The movie is a story of four sisters in a poor late-19th century Massachusetts household. It soars behind Greta Gerwig’s ornate screenplay.
A masterful adaptation
Film review: Little Women - Lanz Aaron G. Tan (The Philippine Star) - February 16, 2020 - 12:00am

Bursting with powerful performances and lavish sets, Greta Gerwig’s Little Women triumphs as a masterful adaptation of Louisa May Alcott’s classic novel. It’s easy to simply credit this seventh film adaptation as a period piece committed to strong production values, but Greta’s astute filmmaking sensibilities are anchored in infinitely more poignant roots — namely, a beautiful screenplay which both nestles endearing characters and reimagines timeless themes.

Little Women is a story of four sisters in a poor late-19th century Massachusetts household. The film is led by a talented ensemble, featuring Saorise Ronan (Jo), Florence Pugh (Amy), Emma Watson (Meg), Timothée Chalamet (Theodore Laurence), Laura Dern (Marmee) and Merryl Streep (Aunt March). Jo is a fledgling writer eager to support her family as a self-made woman. Amy, her younger sister, instead searches for that economic stability in marriage.
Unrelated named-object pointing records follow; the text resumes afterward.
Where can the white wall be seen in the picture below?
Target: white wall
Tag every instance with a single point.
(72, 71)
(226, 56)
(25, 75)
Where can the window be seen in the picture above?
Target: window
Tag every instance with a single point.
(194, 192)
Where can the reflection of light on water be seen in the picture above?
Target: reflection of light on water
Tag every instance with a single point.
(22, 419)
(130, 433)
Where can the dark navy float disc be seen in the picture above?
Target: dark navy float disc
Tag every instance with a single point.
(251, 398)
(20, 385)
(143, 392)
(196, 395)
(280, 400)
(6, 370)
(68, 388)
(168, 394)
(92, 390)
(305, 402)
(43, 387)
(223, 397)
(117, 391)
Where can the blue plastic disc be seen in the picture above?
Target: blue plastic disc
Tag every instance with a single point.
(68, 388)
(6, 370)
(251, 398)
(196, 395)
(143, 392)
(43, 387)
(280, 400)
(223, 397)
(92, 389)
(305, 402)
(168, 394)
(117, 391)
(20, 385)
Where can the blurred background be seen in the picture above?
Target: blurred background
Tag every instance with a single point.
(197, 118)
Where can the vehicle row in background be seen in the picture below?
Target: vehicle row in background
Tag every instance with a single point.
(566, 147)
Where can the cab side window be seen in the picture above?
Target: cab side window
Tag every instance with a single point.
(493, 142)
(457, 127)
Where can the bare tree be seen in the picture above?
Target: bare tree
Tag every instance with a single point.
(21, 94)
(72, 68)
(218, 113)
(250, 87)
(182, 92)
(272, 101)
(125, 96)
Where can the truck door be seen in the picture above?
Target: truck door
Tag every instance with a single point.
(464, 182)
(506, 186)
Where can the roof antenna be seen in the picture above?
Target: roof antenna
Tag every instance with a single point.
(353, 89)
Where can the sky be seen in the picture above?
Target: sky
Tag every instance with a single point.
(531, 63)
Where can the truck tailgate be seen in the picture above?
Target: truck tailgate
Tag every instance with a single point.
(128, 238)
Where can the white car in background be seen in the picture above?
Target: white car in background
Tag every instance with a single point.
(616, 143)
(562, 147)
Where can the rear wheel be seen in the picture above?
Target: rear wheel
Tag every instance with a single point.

The film plays off these dichotomous views to develop themes of sibling rivalry, strength in the face of adversity, and forward feminist thinking in an unforgiving period.

Little Women soars behind Greta’s ornate screenplay. The wordsmith flourishes overlapping dialogue so expertly timed, choreographed to the tiniest hint of an intonation, that the film somehow manages to manufacture spontaneity. Greta’s storytelling is also helped by being pristinely edited, as the film continuously cuts between two time periods such that it maximizes set-up payoff conventions.

Cinematographer Yorick Le Saux occasionally flaunts clever natural lighting that illuminates impeccably detailed costumes and production design, but the photography is also largely uneven. There were scenes where the film looks coated in a sheen of reflective purple, and those where the film is content with collecting dust in husky hues of impoverished grey. The color grading makes Little Women feel cold and impersonal when Greta’s mastery of words tries so hard to be otherwise.

Moreover, for a film that prides itself on an efficient narrative, it stumbles into a rushed finale. If a film goes so far as to give its characters ham-fisted monologues to serve a theme, there would be the expectation that the film would close on executing that theme. Still, an underwhelming conclusion doesn’t undermine the ringing emotional poignancy that Little Women escalates towards an effect compounded by deft sincerity, empathetic characters and relatable motives.

Little Women began previews in the Philippines on Feb. 10 and opens nationwide on Feb. 18. It was nominated for six Academy Awards.